Moral panics about female sexuality seem nearly old as humanity itself: Eve, the original victim of slut-shaming.
In more recent times, furors have erupted over casual sex on college campuses, the media-fueled tizzy around “rainbow parties” (supposedly rampant oral sex events involving high school girls and boys). Kids and adults alike tend to inflate teenage sexual activity to comical proportions, but as journalist Peggy Orenstein’s “Girls & Sex” documents, “it’s not exactly the fall of Rome out there.”
The problem with teen sex isn’t the quantity but the quality of it, especially for young women. Orenstein’s book sketches a sobering portrait of their maturation into sexual self-hood through interviews with more than 70 young women, ages 15-20, discussing aspects of sexuality, including the stigma of virginity, the thorny politics of “looking hot” and the blurred lines of sexual consent.
“Girls & Sex” is a sequel of sorts to Orenstein’s “Cinderella Ate My Daughter” (2011) — her investigation into the marketing of corporatized femininity to children — and “Schoolgirls” (1995), which examined self-esteem among adolescents. “Girls & Sex” moves into the later teen years, relaying how girls explore a social terrain studded with conflicting expectations about their behavior yet blanketed in premeditated silences around their pleasure and agency.
Orenstein cites her own adolescent daughter and nieces as inspirations to write the book, and likewise, my 11-year-old daughter was a reason I wanted to read it. She’s just coming into her own awareness about sex, and I wanted to anticipate what lies ahead. As you may imagine, it’s not reassuring.
The young women Orenstein interviews are trying to become sexual subjects amid pressures to serve as sexualized objects. Men go unburdened with these contradictions, but as one of her older interviewees insists, “every college girl’s dream” is finding a balance between being “just slutty enough, where you’re not a prude but you’re not a whore.” Welcome to the new Sophie’s choice.
Orenstein brutally assesses this state of affairs: “We’d performed the psychological equivalent of a clitoridectomy on our daughters.”— Oliver Wang on “Girls and Sex”

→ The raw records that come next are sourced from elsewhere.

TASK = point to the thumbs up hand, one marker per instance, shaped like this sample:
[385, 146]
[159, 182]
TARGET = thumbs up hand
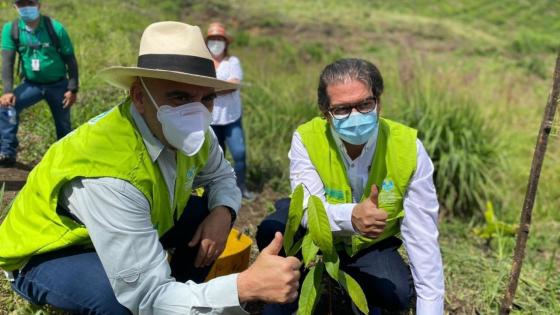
[271, 278]
[367, 219]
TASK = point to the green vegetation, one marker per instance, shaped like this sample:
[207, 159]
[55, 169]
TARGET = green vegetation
[319, 254]
[480, 70]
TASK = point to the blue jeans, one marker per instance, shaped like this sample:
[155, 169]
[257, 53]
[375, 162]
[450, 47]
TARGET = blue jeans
[379, 269]
[73, 279]
[28, 94]
[232, 136]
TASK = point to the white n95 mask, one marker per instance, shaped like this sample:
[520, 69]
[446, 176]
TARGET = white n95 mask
[184, 126]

Orenstein notes that the roots of this maddening double standard partly lie in societal expectations for women to uphold the moral standard for both sexes; a woman’s modesty is treated as “the inertia that stops the velocity of male libido.” In the U.S., the sexual revolution of the 1960s created more leeway for many adult women, but the book chronicles how panicked parents and lawmakers “responded by treating teen sex as a health crisis.” Since the 1980s, that hysteria has given rise to $1.7 billion in federal spending for abstinence-only sex education that has been derided as an utter failure.